4 abril, 2026

The end of the beginning, or toward the True network of networks

La convergencia deja de ser un fenómeno técnico para convertirse en un nuevo mercado estructurado por la movilidad, la ubicuidad y el control del usuario.

The long phase inaugurated by the emergence of the Internet at the beginning of the previous decade is coming to an end, or at least undergoing a radical transformation, due to the universal availability of new wireless technologies and, in particular, the mobile phone. The current stage of convergence is so different from what was initially anticipated that, from an analytical perspective, it may be more appropriate to begin defining it in different terms.

Indeed, the profound transformations in the way content is produced, distributed, and consumed—in other words, across the entire classical value chain—have redrawn the old communications landscape to such an extent that the term Convergence has effectively become synonymous with New Market, with all the structural changes this implies.

The earlier, desired formulation of convergence implied that market actors would come together around the same platforms to address the same users. This clearly did not occur, since all participants in this market have completely altered their nature and, consequently, their business models. Content creators can now address consumers directly (D2C), bypassing distributors that once acted as market bottlenecks, and achieve higher revenues at lower cost. At the same time, network owners are no longer required to specialize in specific services or content; they can offer anything that can be digitized. This means they can deploy different business models depending on the type of bits they commercialize—television programs, music, voice calls, news, and so on.

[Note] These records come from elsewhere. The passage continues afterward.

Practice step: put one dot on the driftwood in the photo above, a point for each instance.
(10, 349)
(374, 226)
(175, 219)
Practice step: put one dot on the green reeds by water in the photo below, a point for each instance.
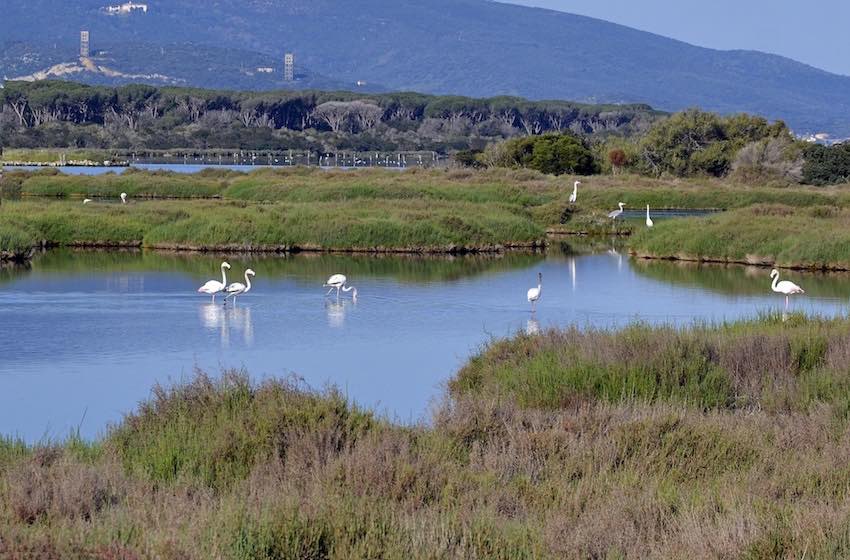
(715, 441)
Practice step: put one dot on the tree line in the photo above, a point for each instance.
(59, 114)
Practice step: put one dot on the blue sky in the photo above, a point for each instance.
(815, 32)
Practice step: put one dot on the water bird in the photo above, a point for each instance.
(574, 196)
(534, 293)
(213, 287)
(785, 287)
(238, 288)
(338, 281)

Likewise, equipment manufacturers are no longer tied to a specific type of network. They have come to understand that their business lies in selling an access platform, leaving it to users to choose which network they want at any given moment. Finally, users themselves, within this new convergent market, have reinvented the old concept of “Interactivity,” moving away from what the industry—and many national governments—initially envisioned.

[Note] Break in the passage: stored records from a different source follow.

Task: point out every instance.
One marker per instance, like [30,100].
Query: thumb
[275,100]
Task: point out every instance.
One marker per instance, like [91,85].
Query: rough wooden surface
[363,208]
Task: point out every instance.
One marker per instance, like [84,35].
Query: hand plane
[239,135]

The “New Interactivity” implies almost complete freedom of action and the ability to adapt the access medium to individual needs. It is therefore fair to say that true convergence was not achieved until wireless networks were incorporated. A “network of fixed networks” not only limited reach and diffusion, but also failed to reflect the habits of millions of users who move freely. Accessing the universal network through a fixed port makes little sense in a mobile world, because the sine qua non for a network to be global is ubiquity. Consequently, one basic indicator of a market’s level of development is the number of access networks available at a given point. The networks that were the stars of the new market in the previous decade have now become invisible from the user’s perspective, since users consume content and services, not networks—something operators often seem to forget.

Markets, or rather new market niches, are generated by consumer demand, not by access technologies. The recurring mistake of operators and manufacturers has been to assume that each new technology creates an additional market niche to be added to existing ones. This view has only further fragmented a market already divided by the specificity of local markets and by consumers’ demands for personalization. The most compelling lesson taught by the mobile phone in its maturation as a universal access technology is that users are not willing to pay more—or much more—for the same content available on other networks, often free to the user. If some analysts have interpreted the arrival of television and Internet on mobile devices as the long-awaited end of the convergence process, they are far from grasping the complexity of a process that has only just begun and whose consequences remain, for now, unpredictable. In other words, technological convergence alone does not exhaust the phenomenon of distributing all content across all networks and making it available on a growing number of access terminals.